On September 8,1892, the Boston based “The Youth’s Companion” magazine published a few words for students to repeat on Columbus Day that year. Written by Francis Bellamy,the circulation manager and native of Rome, New York, and reprinted on thousands of leaflets, was sent out to public schools across the country. On October 12, 1892, the quadricentennial of Columbus’ arrival, more than 12 million children recited the Pledge of Allegiance, thus beginning a required school-day ritual.
At the first National Flag Conference in Washington D.C., on June14, 1923, a change was made. For clarity, the words “the Flag of the United States” replaced “my flag”. In the following years various other changes were suggested but were never formally adopted.
It was not until 1942 that Congress officially recognized the Pledge of Allegiance. One year later, in June 1943, the Supreme Court ruled that school children could not be forced to recite it. In fact,today only half of our fifty states have laws that encourage the recitation of the Pledge of Allegiance in the classroom!

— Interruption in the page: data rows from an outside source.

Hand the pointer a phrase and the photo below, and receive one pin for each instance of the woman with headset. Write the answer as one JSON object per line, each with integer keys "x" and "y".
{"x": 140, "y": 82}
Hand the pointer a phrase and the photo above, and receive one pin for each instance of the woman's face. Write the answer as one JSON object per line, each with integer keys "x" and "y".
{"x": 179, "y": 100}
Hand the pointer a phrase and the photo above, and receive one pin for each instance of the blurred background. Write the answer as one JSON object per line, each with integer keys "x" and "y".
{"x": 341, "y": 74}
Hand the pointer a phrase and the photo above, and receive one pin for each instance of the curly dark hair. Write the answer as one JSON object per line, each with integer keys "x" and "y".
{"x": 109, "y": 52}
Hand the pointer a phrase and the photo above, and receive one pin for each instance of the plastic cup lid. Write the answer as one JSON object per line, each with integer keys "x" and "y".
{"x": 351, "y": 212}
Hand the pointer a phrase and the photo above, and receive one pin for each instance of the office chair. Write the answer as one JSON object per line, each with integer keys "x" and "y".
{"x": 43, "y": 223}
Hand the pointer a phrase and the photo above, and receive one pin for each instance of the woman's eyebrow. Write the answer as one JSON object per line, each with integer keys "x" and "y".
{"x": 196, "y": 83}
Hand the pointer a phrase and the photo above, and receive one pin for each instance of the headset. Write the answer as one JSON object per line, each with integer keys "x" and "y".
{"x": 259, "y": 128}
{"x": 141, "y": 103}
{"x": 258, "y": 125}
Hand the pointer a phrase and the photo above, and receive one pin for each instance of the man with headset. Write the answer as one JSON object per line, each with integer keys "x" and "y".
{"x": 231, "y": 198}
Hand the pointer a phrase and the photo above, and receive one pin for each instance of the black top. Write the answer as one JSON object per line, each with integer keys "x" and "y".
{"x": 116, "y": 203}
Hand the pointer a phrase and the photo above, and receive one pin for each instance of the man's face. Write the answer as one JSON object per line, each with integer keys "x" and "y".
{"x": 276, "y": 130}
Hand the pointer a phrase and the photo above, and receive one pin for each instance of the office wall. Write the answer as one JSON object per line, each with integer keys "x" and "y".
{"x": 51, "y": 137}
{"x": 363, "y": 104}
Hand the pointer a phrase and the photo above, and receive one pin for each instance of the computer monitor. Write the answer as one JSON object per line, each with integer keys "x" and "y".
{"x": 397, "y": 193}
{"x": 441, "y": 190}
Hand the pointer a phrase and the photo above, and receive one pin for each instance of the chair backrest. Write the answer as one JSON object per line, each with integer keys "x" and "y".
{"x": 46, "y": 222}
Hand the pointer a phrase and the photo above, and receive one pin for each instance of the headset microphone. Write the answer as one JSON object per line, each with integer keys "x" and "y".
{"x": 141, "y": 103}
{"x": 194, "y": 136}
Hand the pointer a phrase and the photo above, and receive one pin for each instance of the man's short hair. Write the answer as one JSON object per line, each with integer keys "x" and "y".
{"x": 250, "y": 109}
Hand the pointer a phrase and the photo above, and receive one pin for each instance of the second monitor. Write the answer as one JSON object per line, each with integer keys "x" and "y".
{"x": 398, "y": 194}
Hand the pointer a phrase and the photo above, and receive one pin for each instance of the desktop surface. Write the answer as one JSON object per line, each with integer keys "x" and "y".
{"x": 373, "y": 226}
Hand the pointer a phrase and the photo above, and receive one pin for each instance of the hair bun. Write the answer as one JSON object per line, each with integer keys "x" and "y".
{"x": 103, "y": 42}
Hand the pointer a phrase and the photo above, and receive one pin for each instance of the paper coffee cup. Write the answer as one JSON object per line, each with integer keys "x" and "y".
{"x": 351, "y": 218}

In June of 1954 an amendment was made to add the words “under God”. Then-President Dwight D. Eisenhower said “In this way we are reaffirming the transcendence of religious faith in America’s heritage and future; in this way we shall constantly strengthen those spiritual weapons which forever will be our country’s most powerful resource in peace and war.”
The American’s Creed:
The American’s Creed was written in 1917 by William Tyler Page and adopted by the U.S. House of Representatives the next year (much like the Pledge of Allegiance, the American’s Creed reflects the American nationalism that became popular after the Civil War):
“I believe in the United States of America, as a government of the people, by the people, for the people; whose just powers are derived from the consent of the governed; a democracy in a republic; a sovereign nation of many sovereign states; a perfect union, one and inseparable; established upon those principals of freedom, equality, justice, and humanity for which American patriots sacrificed their lives and fortunes.”
“I there fore believe it is my duty to my country to love it, to support its Constitution, to obey its laws, to respect its flag, and to defend it against all enemies.”